Naked communication
Have just returned from a muchos refreshing break in Cap Begur - how different life is without online access!
One of the better holiday reads was Anthony Burgess‘ Enderby series. (If you don’t know the books, Enderby is a hapless, balding, toothless middle-aged poet who writes his best work on the lavatory. He is hounded by women, and has chronic dyspepsia thanks in part to the psychological damage inflicted on him by his step-mother).
Anyway, one page got dog-eared for the following bit.

Enderby, thanks to his unwitting involvement in a notorious sex-film, has been invited to be a visiting professor of poetry by a US College and is managing to insult nearly everyone.

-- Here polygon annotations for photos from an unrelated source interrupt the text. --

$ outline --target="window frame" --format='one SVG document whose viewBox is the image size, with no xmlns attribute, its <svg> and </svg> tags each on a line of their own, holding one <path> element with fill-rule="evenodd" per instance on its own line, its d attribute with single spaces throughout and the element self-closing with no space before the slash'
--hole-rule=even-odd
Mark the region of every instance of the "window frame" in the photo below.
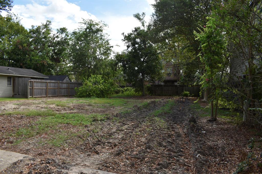
<svg viewBox="0 0 262 174">
<path fill-rule="evenodd" d="M 168 73 L 168 72 L 170 72 Z M 166 76 L 167 76 L 170 77 L 172 76 L 172 68 L 168 68 L 166 69 Z"/>
<path fill-rule="evenodd" d="M 9 78 L 9 77 L 10 78 L 10 85 L 9 85 L 8 84 L 8 82 L 9 81 L 9 80 L 8 80 L 8 78 Z M 9 77 L 9 76 L 8 77 L 7 77 L 7 86 L 12 86 L 12 84 L 13 83 L 12 83 L 12 77 Z"/>
</svg>

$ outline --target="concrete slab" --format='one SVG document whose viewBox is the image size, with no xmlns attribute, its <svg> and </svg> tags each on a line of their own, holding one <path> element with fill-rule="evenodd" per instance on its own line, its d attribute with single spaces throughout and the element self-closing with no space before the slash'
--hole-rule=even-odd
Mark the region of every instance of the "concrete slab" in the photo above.
<svg viewBox="0 0 262 174">
<path fill-rule="evenodd" d="M 84 173 L 85 174 L 117 174 L 112 172 L 108 172 L 90 168 L 83 168 L 80 167 L 73 167 L 71 168 L 70 170 L 63 170 L 67 172 L 70 174 L 78 174 L 81 172 Z"/>
<path fill-rule="evenodd" d="M 29 156 L 18 153 L 0 150 L 0 172 L 19 160 Z"/>
</svg>

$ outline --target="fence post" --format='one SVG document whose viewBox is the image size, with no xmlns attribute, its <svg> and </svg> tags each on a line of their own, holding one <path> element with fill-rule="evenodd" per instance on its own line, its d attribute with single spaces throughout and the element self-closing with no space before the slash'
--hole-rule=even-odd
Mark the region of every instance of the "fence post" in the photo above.
<svg viewBox="0 0 262 174">
<path fill-rule="evenodd" d="M 32 97 L 34 98 L 34 81 L 32 81 Z"/>
<path fill-rule="evenodd" d="M 68 83 L 68 96 L 70 97 L 70 95 L 69 94 L 69 83 Z"/>
<path fill-rule="evenodd" d="M 48 97 L 48 82 L 46 82 L 46 97 Z"/>
<path fill-rule="evenodd" d="M 30 81 L 28 80 L 28 85 L 27 85 L 27 98 L 29 98 L 29 96 L 30 96 L 29 92 L 30 92 L 30 88 L 29 88 L 29 85 L 30 85 Z"/>
<path fill-rule="evenodd" d="M 58 96 L 59 96 L 59 93 L 60 92 L 59 89 L 59 82 L 58 82 Z"/>
</svg>

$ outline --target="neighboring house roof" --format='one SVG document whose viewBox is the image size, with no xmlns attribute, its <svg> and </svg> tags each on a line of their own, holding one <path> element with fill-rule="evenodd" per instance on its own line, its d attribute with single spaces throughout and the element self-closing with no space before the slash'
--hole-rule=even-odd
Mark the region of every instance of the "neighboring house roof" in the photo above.
<svg viewBox="0 0 262 174">
<path fill-rule="evenodd" d="M 68 76 L 67 75 L 63 75 L 61 76 L 48 76 L 48 80 L 55 80 L 56 81 L 63 81 L 66 77 Z M 68 77 L 68 78 L 71 81 L 71 80 Z"/>
<path fill-rule="evenodd" d="M 48 78 L 48 76 L 32 69 L 3 66 L 0 66 L 0 75 L 30 77 Z"/>
</svg>

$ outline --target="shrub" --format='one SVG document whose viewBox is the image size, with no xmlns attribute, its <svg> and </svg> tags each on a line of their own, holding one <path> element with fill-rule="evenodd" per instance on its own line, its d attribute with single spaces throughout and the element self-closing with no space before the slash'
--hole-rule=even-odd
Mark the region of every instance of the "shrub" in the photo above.
<svg viewBox="0 0 262 174">
<path fill-rule="evenodd" d="M 106 98 L 114 94 L 119 88 L 112 80 L 107 81 L 102 76 L 92 75 L 84 81 L 83 86 L 75 90 L 78 97 Z"/>
<path fill-rule="evenodd" d="M 136 92 L 134 88 L 131 87 L 126 87 L 121 89 L 119 94 L 114 95 L 115 97 L 126 97 L 132 96 L 138 96 L 142 95 L 141 92 Z"/>
<path fill-rule="evenodd" d="M 187 97 L 190 96 L 190 93 L 188 91 L 183 91 L 181 94 L 181 95 L 183 97 Z"/>
</svg>

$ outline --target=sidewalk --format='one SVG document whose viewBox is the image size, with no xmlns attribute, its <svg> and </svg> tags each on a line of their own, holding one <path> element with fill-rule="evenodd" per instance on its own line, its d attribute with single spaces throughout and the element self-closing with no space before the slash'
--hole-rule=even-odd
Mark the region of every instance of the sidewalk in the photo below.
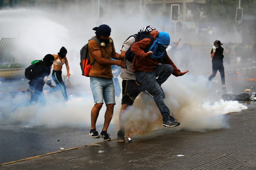
<svg viewBox="0 0 256 170">
<path fill-rule="evenodd" d="M 0 169 L 256 169 L 256 107 L 226 116 L 228 129 L 163 128 L 133 143 L 114 139 L 3 164 Z"/>
</svg>

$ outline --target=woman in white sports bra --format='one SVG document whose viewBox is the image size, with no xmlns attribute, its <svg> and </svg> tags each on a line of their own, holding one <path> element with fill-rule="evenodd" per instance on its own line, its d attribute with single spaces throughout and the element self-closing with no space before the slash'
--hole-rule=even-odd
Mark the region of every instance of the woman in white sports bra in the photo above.
<svg viewBox="0 0 256 170">
<path fill-rule="evenodd" d="M 67 49 L 64 47 L 62 47 L 60 50 L 60 52 L 58 53 L 58 55 L 53 55 L 54 57 L 54 62 L 53 70 L 52 74 L 52 78 L 56 84 L 56 88 L 53 90 L 51 91 L 54 91 L 54 90 L 61 90 L 62 94 L 66 101 L 68 100 L 68 98 L 67 95 L 66 86 L 62 80 L 61 75 L 62 72 L 62 66 L 65 63 L 67 68 L 67 77 L 69 77 L 69 78 L 70 76 L 69 63 L 68 62 L 67 57 L 66 56 L 67 52 Z"/>
</svg>

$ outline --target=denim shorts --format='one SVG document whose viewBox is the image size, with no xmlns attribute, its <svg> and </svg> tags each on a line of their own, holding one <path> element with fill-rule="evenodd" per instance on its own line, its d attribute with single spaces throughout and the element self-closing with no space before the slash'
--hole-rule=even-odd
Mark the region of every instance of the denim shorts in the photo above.
<svg viewBox="0 0 256 170">
<path fill-rule="evenodd" d="M 115 104 L 115 87 L 112 78 L 91 76 L 90 80 L 95 105 L 103 103 L 103 99 L 106 105 Z"/>
</svg>

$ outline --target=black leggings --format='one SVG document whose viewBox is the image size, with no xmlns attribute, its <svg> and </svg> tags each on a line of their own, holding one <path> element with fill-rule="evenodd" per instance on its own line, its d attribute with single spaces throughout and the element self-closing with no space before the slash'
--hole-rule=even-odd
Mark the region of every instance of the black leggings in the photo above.
<svg viewBox="0 0 256 170">
<path fill-rule="evenodd" d="M 53 81 L 56 84 L 56 88 L 55 90 L 61 90 L 62 94 L 64 97 L 65 100 L 67 100 L 68 96 L 67 95 L 67 91 L 66 90 L 66 86 L 64 84 L 64 82 L 62 80 L 62 77 L 61 74 L 62 73 L 61 70 L 54 70 L 52 74 L 52 78 Z"/>
<path fill-rule="evenodd" d="M 212 64 L 212 74 L 210 76 L 208 80 L 210 81 L 216 76 L 217 71 L 219 70 L 220 74 L 220 78 L 221 79 L 221 84 L 222 85 L 225 85 L 225 74 L 224 71 L 224 66 L 223 64 Z"/>
</svg>

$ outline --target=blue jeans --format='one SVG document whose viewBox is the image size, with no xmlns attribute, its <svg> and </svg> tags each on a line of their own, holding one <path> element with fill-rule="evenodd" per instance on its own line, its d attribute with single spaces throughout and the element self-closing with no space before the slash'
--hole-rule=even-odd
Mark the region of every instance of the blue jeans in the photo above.
<svg viewBox="0 0 256 170">
<path fill-rule="evenodd" d="M 171 65 L 161 64 L 158 65 L 153 72 L 137 70 L 134 73 L 136 79 L 141 84 L 143 90 L 147 90 L 153 95 L 163 121 L 168 119 L 170 115 L 170 110 L 164 103 L 160 86 L 173 71 L 173 68 Z M 157 79 L 156 78 L 158 76 Z"/>
<path fill-rule="evenodd" d="M 95 105 L 103 103 L 103 99 L 106 105 L 116 104 L 115 87 L 112 78 L 91 76 L 90 80 Z"/>
</svg>

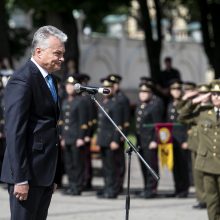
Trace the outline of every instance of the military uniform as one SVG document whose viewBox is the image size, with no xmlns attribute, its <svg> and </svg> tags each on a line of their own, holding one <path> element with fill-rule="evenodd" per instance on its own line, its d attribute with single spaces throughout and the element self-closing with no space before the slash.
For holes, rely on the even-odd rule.
<svg viewBox="0 0 220 220">
<path fill-rule="evenodd" d="M 170 89 L 181 90 L 181 83 L 171 83 Z M 172 100 L 168 104 L 166 122 L 173 123 L 172 139 L 173 139 L 173 154 L 174 154 L 174 167 L 173 177 L 175 183 L 175 195 L 179 198 L 188 196 L 189 190 L 189 173 L 188 173 L 188 158 L 189 151 L 182 149 L 182 144 L 187 141 L 187 127 L 178 123 L 177 105 L 180 101 Z"/>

One of his callers, who had once termed him a toothless cocksucker (that toothlessness had been right, anyway, at that time anyway), was always threatening to bring a tomahawk to 91st Street and Columbus Avenue, which was where Enderby lodged. Also students would ring anonymously at deliberately awkward hours to revile him for his various faults - chauvinism, or some such thing; ignorance of literary figures important to the young; failure to see merit in their own free verse and gutter vocabulary. They would revile him also in class, of course, but not so freely as on the telephone. Everybody felt naked these days without the mediacy of a mechanical mode of communication.
It was that last sentence that I thought merited the dog-ear. And as serendipity had it, a couple of hours after the dog-ear my cliff-path walk took me past a nudist beach. Not a phone in site.